Am Dienstag, 4. August, beginnt die Vergabe der kostenlosen Zeitfenstertickets für das temporäre Schwimmbad vor der Berliner Volksbühne. Wer an dem neuen „Volksbad“ am Rosa-Luxemburg-Platz mitplanschen möchte, muss sich vorab ein Ticket sichern. Das 25 Meter lange und 1,30 Meter tiefe Becken wird am Freitag, 7. August, offiziell eröffnet und bleibt bis zum 1. Oktober bestehen.
Die Buchung erfolgt ausschließlich über die Internetseite der Volksbühne. Dort werden die Zeitfenstertickets jeweils drei Tage vor dem gewünschten Badetag freigeschaltet. Jedes Ticket ermöglicht einen zweistündigen Zugang zum Schwimmbecken und zum umliegenden Liegebereich. „Mit der Reservierung eines Zeitfenstertickets sichert ihr euch Zugang zum Schwimmbad und Liegebereich für einen festgelegten Zeitraum von 2 Stunden“, teilt das Theater mit. Durch die Zeitfenster lässt sich der Andrang auf dem Gelände steuern – so wird verhindert, dass es am Becken zu voll wird.
Öffnungszeiten und Regeln im „Volksbad“
Das „Volksbad“ ist von Dienstag bis Samstag geöffnet: regulär von 12 bis 20 Uhr, donnerstags von 13 bis 21 Uhr. Montags und sonntags bleibt das Becken geschlossen. Auch bei aufziehenden Unwettern darf das Becken nicht genutzt werden. Wer also ein Ticket für einen bestimmten Tag gebucht hat, sollte vor dem Aufbruch einen Blick auf den Wetterbericht werfen – im Ernstfall muss der Schwimmbesuch leider ausfallen.
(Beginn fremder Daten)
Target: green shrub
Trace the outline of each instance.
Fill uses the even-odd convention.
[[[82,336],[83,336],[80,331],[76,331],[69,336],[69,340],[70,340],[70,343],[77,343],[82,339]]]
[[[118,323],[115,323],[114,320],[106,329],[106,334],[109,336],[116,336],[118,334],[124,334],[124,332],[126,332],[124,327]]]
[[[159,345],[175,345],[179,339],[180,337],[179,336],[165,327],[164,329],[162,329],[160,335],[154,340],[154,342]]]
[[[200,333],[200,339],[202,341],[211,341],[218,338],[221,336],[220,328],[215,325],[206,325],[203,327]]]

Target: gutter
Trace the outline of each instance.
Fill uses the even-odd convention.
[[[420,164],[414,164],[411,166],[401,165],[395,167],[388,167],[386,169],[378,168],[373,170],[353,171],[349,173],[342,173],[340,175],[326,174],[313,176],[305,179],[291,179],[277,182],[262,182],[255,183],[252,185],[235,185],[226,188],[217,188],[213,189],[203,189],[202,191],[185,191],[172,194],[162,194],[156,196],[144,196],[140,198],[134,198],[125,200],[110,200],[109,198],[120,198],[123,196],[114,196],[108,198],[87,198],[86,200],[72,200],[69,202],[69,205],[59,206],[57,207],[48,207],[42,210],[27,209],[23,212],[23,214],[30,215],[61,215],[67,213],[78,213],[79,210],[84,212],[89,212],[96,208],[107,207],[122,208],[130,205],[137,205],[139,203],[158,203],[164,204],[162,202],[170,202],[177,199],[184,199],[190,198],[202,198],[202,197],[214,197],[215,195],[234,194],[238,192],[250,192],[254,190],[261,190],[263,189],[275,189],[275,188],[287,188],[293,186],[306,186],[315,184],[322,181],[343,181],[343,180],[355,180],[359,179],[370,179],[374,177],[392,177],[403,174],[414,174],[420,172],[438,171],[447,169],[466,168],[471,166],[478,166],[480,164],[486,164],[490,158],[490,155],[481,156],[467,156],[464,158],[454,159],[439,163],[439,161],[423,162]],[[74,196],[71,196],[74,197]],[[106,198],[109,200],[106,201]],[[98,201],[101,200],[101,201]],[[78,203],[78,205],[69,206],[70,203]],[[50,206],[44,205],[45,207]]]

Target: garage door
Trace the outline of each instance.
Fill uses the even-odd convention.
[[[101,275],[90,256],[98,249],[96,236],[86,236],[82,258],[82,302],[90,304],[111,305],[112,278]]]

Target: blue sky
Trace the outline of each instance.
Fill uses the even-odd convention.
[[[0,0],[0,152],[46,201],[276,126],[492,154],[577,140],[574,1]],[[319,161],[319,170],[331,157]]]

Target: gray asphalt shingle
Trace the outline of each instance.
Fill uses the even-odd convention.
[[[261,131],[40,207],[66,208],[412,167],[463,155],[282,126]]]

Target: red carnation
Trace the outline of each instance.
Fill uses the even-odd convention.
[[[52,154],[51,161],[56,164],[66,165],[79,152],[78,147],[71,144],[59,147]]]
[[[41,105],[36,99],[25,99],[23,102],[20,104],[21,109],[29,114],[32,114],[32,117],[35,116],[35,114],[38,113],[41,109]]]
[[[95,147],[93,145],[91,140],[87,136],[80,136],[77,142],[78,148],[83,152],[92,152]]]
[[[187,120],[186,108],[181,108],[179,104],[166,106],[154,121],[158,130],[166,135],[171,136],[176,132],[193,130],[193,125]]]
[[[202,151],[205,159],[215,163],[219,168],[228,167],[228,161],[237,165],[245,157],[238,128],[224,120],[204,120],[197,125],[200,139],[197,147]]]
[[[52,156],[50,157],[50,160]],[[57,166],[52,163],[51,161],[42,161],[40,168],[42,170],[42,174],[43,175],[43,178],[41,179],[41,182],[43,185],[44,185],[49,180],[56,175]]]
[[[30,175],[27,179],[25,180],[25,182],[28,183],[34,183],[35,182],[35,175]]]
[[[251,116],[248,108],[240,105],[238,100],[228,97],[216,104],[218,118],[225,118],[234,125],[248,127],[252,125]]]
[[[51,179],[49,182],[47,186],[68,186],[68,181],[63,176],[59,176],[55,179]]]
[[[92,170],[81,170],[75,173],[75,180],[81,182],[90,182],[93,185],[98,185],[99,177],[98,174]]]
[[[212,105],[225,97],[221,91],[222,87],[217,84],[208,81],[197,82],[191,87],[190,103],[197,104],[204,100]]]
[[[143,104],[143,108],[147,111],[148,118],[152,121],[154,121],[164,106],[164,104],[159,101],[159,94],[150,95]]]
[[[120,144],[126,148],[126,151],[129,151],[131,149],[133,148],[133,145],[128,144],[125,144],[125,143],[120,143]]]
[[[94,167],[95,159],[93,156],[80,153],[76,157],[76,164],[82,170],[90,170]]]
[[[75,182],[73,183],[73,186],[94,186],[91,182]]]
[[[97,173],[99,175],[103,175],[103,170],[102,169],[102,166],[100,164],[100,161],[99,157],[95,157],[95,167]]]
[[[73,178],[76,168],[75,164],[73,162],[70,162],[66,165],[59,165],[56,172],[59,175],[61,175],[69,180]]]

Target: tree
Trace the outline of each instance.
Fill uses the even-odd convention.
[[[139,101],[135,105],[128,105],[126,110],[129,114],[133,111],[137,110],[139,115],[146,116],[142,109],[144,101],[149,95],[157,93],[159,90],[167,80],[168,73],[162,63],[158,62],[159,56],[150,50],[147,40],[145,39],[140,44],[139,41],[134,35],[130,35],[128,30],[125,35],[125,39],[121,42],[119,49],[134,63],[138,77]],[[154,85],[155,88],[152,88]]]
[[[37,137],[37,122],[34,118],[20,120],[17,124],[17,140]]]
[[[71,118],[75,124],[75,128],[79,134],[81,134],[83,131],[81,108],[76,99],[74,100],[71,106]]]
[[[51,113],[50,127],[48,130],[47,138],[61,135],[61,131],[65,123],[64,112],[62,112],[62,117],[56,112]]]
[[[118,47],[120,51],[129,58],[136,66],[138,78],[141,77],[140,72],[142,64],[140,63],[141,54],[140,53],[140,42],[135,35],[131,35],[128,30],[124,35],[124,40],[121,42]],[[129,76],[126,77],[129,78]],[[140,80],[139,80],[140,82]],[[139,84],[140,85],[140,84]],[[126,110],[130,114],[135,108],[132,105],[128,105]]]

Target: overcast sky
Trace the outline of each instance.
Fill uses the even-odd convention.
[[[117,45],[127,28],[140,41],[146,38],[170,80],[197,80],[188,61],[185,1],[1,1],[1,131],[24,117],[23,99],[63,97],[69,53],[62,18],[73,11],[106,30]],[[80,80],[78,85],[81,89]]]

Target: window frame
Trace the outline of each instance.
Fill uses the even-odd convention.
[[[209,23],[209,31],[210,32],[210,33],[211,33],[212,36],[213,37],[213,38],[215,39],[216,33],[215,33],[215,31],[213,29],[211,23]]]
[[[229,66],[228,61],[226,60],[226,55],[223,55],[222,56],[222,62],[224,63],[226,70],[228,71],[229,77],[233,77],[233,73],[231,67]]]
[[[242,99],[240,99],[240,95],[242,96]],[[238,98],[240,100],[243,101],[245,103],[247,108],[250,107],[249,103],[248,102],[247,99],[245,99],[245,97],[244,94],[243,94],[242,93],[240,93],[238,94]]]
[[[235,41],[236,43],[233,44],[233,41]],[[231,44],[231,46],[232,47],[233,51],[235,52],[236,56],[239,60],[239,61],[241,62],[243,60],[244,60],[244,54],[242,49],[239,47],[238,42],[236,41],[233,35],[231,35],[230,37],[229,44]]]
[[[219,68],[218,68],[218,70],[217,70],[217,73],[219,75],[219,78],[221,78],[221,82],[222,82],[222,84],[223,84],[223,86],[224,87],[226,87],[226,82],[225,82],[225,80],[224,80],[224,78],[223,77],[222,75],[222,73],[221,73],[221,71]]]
Für den Eröffnungstag am 7. August dürften die begehrten Tickets schnell vergriffen sein. Die Theaterleitung empfiehlt dennoch, die Website regelmäßig zu prüfen. „Es kann immer sein, dass vorübergehend ausgebuchte Zeitslots wieder verfügbar werden“, schreibt die Volksbühne. Eine Sprecherin des Hauses rechnet damit, dass sich die Chancen auf freie Plätze in den Tagen nach der Eröffnung deutlich verbessern, da dann keine Sonderkonstellation eines Premierenbades mehr vorliegt.
Mehr als nur Planschen: Kurse und Aktionen
Das Programm der Intendanz rund um das Becken verspricht Abwechslung. Ab Dienstag, 4. August, werden auf der Website die ersten Angebote veröffentlicht. Geplant sind unter anderem ein Kraulkurs sowie eine Einführung ins Synchronschwimmen. Damit will das Theater das Schwimmbad nicht nur als Badeort etablieren, sondern auch als Bühne für ungewöhnliche Begegnungen zwischen Kunst und Stadtgesellschaft.
Das Volksbad ist ein zentraler Bestandteil des Auftakts des neuen Intendanten Matthias Lilienthal, der das Haus zum Beginn seiner Intendanz übernommen hat. Während im Theater die Obermaschinerie saniert wird, entsteht auf dem Vorplatz ein weithin sichtbares Zeichen, das die Aufmerksamkeit auf das Haus lenkt und zugleich die Nähe zur Nachbarschaft sucht.
Ein Symbol gegen den Infrastrukturverfall
„In einer Stadt, in der in den letzten Jahrzehnten systematisch öffentliche Infrastruktur abgebaut wurde, ist das Volksbad eine erste programmatische Aktion der neuen Intendanz und ein herzliches „Hallo“ an die Nachbarschaft“, heißt es in der Ankündigung des Theaters. Das temporäre Schwimmbad versteht sich damit ausdrücklich als Protest gegen die Vernachlässigung öffentlicher Einrichtungen. Es ist ein Statement, das auf den fortschreitenden Rückbau von Schwimmbädern, Bibliotheken und Grünflächen in vielen Großstädten aufmerksam macht.
Bis zum 1. Oktober können Schwimmbegeisterte nun also mitten in Berlin im freien Wasser ihre Bahnen ziehen – auf dem Rosa-Luxemburg-Platz, direkt vor den Toren eines der berühmtesten Theater der Stadt. Danach wird das Gelände für die offizielle Spielzeit der Volksbühne genutzt, die am 1. Oktober startet. Das „Volksbad“ dürfte damit als eines der ungewöhnlichsten Sommerprojekte Berlins in Erinnerung bleiben.